Uma das melhores novidades da televisão brasileira em 2021 é uma novela de quase meio século atrás: O Bem-Amado (1973), disponível na Globoplay desde fevereiro.
No final do ano passado, o imorrível coronel Odorico Paraguaçu já havia reencarnado como meme. Nem precisava ser tão literal a semelhança com um certo político de hoje em dia para que a atualidade do personagem de Dias Gomes ficasse evidente, mas na cena que caiu na rede o prefeito de Sucupira admite que andou conspirando para impedir a chegada de um lote de vacinas à população. Quando o assessor Dirceu Borboleta comenta que o plano é desumano e muita gente vai morrer por causa dele, Odorico, o genocida, rebate: “E daí, seu Dirceu?”.
Para quem está assistindo à novela agora pela primeira vez, os discursos vazios, a mentalidade desenvolvimentista predatória, os ataques a adversários políticos e jornalistas e a ausência completa de escrúpulos podem soar familiares, mas comparar Odorico Paraguaçu com o atual presidente da República talvez seja injusto – com o personagem da ficção, bem entendido.

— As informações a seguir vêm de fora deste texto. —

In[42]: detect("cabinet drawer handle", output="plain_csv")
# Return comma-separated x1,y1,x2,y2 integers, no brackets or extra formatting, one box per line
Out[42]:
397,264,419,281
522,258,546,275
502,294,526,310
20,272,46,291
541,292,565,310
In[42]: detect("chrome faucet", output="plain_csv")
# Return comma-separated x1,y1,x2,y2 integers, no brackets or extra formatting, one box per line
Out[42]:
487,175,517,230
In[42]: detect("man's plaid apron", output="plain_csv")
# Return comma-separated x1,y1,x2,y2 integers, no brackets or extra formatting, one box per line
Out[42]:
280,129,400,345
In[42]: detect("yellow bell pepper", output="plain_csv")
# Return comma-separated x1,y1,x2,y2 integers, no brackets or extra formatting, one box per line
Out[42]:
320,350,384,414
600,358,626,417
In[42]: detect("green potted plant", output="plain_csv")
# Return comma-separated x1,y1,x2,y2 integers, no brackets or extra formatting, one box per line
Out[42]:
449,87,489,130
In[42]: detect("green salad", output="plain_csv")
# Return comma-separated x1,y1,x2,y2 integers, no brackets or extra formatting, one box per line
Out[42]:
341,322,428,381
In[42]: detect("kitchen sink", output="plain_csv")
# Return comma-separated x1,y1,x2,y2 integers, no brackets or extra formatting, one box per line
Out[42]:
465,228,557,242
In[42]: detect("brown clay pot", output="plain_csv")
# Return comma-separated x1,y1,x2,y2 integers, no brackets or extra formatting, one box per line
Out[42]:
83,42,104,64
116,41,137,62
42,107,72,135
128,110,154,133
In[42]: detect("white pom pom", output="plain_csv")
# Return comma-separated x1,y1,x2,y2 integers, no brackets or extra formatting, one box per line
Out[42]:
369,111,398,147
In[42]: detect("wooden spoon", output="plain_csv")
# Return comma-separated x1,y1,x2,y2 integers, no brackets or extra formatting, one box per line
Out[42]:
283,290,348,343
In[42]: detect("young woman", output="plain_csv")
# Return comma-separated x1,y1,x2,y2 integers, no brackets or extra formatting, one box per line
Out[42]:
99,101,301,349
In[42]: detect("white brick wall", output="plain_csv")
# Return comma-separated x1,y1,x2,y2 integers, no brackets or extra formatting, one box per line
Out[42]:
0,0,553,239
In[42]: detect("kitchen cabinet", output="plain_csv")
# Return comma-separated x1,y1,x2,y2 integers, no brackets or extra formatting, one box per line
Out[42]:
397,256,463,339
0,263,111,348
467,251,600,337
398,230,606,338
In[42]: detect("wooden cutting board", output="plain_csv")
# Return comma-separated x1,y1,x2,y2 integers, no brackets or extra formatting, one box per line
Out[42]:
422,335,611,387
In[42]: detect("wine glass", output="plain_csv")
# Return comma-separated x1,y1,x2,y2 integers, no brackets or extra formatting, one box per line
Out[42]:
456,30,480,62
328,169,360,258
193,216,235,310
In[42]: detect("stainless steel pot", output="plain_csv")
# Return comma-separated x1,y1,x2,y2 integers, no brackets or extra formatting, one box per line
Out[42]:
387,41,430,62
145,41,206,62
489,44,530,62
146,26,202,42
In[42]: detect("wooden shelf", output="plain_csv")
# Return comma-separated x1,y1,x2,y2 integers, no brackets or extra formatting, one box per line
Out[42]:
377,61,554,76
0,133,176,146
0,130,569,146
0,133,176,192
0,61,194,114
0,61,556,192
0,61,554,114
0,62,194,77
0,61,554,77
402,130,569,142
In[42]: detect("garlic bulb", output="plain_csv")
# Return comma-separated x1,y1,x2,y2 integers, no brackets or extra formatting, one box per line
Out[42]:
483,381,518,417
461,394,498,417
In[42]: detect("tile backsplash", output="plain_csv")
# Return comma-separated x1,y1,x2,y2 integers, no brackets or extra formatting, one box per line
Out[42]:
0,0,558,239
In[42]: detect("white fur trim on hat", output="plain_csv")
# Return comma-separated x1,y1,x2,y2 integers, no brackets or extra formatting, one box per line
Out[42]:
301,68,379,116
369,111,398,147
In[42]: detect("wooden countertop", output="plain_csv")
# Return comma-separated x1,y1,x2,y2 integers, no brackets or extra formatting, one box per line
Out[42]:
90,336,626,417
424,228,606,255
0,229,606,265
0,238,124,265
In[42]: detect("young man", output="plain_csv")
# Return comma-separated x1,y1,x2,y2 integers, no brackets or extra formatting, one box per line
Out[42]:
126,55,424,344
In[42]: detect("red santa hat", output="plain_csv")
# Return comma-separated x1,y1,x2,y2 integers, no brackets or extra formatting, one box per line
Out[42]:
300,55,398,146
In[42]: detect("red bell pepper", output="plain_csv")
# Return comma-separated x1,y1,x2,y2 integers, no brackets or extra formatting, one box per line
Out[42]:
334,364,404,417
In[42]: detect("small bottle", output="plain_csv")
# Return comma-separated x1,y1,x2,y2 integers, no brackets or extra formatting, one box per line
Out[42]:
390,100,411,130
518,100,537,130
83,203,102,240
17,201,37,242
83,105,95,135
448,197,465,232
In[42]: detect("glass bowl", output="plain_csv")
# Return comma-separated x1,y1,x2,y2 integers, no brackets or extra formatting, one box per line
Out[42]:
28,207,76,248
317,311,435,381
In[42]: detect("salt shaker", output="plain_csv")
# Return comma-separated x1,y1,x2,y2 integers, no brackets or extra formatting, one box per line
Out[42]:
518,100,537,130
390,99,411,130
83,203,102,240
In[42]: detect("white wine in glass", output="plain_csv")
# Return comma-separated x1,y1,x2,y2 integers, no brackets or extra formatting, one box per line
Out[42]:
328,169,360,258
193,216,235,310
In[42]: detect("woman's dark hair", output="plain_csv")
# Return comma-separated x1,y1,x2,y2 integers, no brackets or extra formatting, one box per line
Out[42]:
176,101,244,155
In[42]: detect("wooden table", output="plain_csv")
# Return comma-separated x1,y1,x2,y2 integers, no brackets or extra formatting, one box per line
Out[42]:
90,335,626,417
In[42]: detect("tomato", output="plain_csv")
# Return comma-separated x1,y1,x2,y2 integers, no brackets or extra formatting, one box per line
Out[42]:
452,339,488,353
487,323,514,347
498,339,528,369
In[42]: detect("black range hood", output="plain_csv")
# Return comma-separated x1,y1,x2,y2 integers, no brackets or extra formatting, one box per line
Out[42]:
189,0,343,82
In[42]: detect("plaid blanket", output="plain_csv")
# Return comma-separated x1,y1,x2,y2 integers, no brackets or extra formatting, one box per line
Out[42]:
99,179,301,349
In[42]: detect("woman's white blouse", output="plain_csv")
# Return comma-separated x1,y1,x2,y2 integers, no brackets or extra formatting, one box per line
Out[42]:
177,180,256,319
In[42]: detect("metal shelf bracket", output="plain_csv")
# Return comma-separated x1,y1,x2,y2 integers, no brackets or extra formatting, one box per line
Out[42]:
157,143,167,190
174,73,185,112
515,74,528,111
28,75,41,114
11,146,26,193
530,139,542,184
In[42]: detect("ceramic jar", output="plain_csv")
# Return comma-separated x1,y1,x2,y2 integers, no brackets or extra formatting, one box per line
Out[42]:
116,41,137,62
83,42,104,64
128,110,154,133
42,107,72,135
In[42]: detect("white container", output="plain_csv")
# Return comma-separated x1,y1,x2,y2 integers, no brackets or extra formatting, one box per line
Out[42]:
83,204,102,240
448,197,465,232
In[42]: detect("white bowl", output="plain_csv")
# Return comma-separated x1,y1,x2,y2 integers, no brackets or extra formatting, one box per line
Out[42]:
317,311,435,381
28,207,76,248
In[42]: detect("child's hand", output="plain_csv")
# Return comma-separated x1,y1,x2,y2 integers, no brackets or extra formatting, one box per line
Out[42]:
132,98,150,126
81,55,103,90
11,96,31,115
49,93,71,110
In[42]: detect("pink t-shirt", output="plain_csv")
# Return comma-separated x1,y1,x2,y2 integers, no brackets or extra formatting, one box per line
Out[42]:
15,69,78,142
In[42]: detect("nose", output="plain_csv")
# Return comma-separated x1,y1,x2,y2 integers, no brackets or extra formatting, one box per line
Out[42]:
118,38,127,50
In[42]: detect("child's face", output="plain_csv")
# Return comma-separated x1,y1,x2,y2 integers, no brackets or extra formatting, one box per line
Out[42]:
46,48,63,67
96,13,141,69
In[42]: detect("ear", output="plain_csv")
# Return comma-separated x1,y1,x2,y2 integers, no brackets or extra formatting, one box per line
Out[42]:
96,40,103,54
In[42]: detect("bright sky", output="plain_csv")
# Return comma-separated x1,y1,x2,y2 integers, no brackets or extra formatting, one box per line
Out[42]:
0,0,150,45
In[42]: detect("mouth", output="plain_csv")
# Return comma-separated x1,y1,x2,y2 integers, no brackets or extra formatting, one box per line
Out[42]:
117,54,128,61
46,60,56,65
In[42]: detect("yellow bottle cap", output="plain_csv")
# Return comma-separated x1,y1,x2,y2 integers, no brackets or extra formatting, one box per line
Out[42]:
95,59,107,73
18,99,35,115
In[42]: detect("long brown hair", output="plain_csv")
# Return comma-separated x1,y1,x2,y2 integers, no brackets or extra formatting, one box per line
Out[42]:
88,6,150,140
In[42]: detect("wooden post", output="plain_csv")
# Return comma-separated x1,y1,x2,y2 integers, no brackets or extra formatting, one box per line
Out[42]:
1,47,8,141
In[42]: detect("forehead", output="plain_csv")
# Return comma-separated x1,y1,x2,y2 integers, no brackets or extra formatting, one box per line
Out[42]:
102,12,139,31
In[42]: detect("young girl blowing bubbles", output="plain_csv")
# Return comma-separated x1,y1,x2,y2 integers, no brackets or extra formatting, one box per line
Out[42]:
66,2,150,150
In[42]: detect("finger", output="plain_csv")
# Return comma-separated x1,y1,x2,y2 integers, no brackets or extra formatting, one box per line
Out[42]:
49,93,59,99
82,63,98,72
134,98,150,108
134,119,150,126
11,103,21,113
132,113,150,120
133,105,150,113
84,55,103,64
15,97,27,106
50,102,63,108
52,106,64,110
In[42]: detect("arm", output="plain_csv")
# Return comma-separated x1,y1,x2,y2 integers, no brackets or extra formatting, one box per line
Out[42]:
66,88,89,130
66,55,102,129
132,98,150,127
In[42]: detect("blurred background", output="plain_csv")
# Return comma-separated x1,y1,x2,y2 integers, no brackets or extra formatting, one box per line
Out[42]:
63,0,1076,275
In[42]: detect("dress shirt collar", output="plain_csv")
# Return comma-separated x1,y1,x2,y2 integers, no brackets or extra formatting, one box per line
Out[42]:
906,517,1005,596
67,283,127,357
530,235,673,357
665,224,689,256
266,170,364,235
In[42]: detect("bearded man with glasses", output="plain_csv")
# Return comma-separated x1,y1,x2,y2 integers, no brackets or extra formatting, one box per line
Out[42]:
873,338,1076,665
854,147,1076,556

Pra começo de conversa, Odorico tinha mais vocabulário. É verdade que, no esforço para falar bonito, o prefeito de Sucupira acabava torturando nossa inculta e bela Flor do Lácio, mas não se pode dizer que seu repertório fosse limitado, muito menos chulo. Odorico sabia fazer discursos de improviso e falava com segurança, mesmo quando dizia bobagens. No tocante a isso daí (expressão oral) até se arriscava no inglês. Em uma histórica visita à ONU, foi capaz de pronunciar algumas palavras sem gaguejar ou recorrer ao teleprompter: “Let’s put aside the howevers and go straight to the endlessly” (“Vamos deixar de lado os entretantos e partir logo para os finalmentes”).
Homem atrás do seu tempo, como todos os que cultivam a nostalgia do mandonismo despudorado e sem-vergonhista, Odorico praticava aquilo que hoje costuma ser chamado de “necropolítica”: seu único projeto de governo, além de garantir a reeleição, era povoar o cemitério local com a maior quantidade possível de conterrâneos.
Com relação às novas encarnações do necropolitismo nacional, Odorico leva a imensa vantagem de ser engraçado. E de mentirinha.